Vale lembrar que, no início da pandemia, também eram os mais ricos que se contaminavam. Depois o vírus foi se espalhando para os menos favorecidos. Como no Brasil a testagem é reativa, só quando há sintomas, e considerada insuficiente na rede pública, será difícil cravar o crescimento nas periferias até que ele esteja consumado na sobrecarga dos sistemas de saúde.

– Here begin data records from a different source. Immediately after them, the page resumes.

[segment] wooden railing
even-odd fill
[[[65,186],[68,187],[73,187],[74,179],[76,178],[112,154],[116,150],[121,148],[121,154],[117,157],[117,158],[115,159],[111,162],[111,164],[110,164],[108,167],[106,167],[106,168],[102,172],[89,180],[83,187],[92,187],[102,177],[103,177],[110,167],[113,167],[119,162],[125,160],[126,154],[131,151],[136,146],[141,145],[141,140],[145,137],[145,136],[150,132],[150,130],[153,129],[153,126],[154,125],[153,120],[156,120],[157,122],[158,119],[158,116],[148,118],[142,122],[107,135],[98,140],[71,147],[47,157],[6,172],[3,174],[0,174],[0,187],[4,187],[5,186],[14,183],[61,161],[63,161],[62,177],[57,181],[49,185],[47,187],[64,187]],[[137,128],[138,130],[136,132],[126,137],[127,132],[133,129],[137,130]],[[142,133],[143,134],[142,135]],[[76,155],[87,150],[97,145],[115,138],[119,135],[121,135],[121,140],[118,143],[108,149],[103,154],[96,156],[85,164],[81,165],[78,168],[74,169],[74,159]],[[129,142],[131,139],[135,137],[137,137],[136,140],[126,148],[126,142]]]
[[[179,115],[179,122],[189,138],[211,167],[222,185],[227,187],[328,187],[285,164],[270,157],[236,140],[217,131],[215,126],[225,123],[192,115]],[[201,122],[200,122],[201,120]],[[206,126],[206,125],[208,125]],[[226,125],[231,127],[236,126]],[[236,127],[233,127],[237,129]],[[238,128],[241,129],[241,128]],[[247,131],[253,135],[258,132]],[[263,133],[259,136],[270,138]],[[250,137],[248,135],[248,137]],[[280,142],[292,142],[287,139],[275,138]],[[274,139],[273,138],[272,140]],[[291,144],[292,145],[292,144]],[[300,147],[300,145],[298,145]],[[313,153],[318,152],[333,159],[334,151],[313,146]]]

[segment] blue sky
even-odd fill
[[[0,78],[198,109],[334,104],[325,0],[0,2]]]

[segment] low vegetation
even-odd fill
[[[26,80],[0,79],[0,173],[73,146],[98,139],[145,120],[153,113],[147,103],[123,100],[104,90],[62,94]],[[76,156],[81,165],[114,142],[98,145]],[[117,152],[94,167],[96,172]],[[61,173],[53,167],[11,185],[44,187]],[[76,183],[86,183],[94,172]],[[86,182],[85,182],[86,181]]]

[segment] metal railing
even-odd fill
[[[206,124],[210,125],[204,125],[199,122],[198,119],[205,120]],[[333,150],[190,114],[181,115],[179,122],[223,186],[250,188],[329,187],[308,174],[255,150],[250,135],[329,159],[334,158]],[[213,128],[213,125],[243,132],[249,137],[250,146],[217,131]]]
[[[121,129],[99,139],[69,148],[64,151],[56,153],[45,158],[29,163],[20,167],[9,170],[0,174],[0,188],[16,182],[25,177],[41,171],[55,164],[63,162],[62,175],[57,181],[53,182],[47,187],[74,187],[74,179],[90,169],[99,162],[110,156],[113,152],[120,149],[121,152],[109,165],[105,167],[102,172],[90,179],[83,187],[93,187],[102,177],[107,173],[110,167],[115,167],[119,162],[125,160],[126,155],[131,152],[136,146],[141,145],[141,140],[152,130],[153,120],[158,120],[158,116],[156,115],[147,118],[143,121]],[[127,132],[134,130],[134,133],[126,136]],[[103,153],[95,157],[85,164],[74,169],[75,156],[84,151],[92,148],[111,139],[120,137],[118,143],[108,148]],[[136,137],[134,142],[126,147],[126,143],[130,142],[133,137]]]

“Geralmente, o pico na classe social mais alta não é tão exponencial porque seus integrantes têm mais acesso ao tratamento adequado. É quando a doença se expande para os mais vulneráveis socialmente que começa o estouro de casos, e o mesmo raciocínio se aplica aos grupos dos risco, como idosos”, pondera Schrarstzhaupt.
Segunda onda está mais para volta dos que não foram
Com as notícias, é natural falar em segunda onda da pandemia. Mas os especialistas ouvidos pela reportagem são resistentes ao termo. O motivo é simples: não saímos da primeira onda.
“Ao contrário da Europa, onde vimos uma queda substancial em vários países e agora estamos diante de uma nova subida, o Brasil se manteve em um platô eterno e consideravelmente elevado, com variações regionais significativas”, diz Schrarstzhaupt. “Pode ser uma segunda onda no sentido de que vemos um aumento, mas é uma segunda onda que começa no descenso da primeira”, completa.
Para ele, estamos mais parecidos com os Estados Unidos, que já atravessa seu terceiro repique de casos, mais severo do que todos os outros. Os norte-americanos vêm colecionando recordes tristes, com uma média de 160 mil novos casos e 1 500 mortes por dia na última semana. Não dá para dizer se a situação será a mesma no Brasil, porém os hospitais estão se preparando para um possível aumento de demanda.
Nesta semana, Christopher Murray, diretor do Institute for Health Metrics and Evaluation (IHME), instituição dos Estados Unidos que faz projeções sobre a pandemia, disse acreditar que o Brasil deve viver uma verdadeira segunda onda da doença só em abril de 2021. A entidade calcula 188 mil mortes até 1o de março. Ou seja, pouco mais de 20 mil do que temos agora. Murray apresentou as estimativas inéditas em palestra recente, no congresso da Associação Nacional de Hospitais Privados (Anahp).
Por enquanto, o repique nacional de casos parece mais isolado em ‘bolhas’ de pessoas que conviveram entre si, os chamados clusters. “Mas podemos ter certeza de que, se mantivermos a convivência em locais fechados e sem as medidas de distanciamento social, a transmissão será inevitável”, alerta Mathiasi.
Para evitar um novo lockdown
Sem uma comunicação clara dos governos, as pessoas acabam relaxando, e basta uma saída por qualquer cidade para comprovar isso. “É o momento de reforçar as medidas individuais de proteção. Se não fizermos nada, chegaremos em uma situação crítica onde a única saída será fechar tudo”, aponta Zavascki. “É como se nenhum governante quisesse ser o primeiro a dar as más notícias, porque seria um demérito. Mas isso é ruim para todos, porque mesmo as pessoas bem intencionadas acabam achando que podem relaxar”, completa o infectologista gaúcho.
Nancy Belley concorda. Para ela, a solução não é impor um novo lockdown, mas sim conscientizar a população de que é preciso incorporar as novas regras de convívio social por um bom tempo. “Ainda temos muito suscetíveis, que continuarão se contaminando se forem obrigados a ficar em casa e, depois, liberados sem a orientação correta de não realizar aglomerações”, destaca.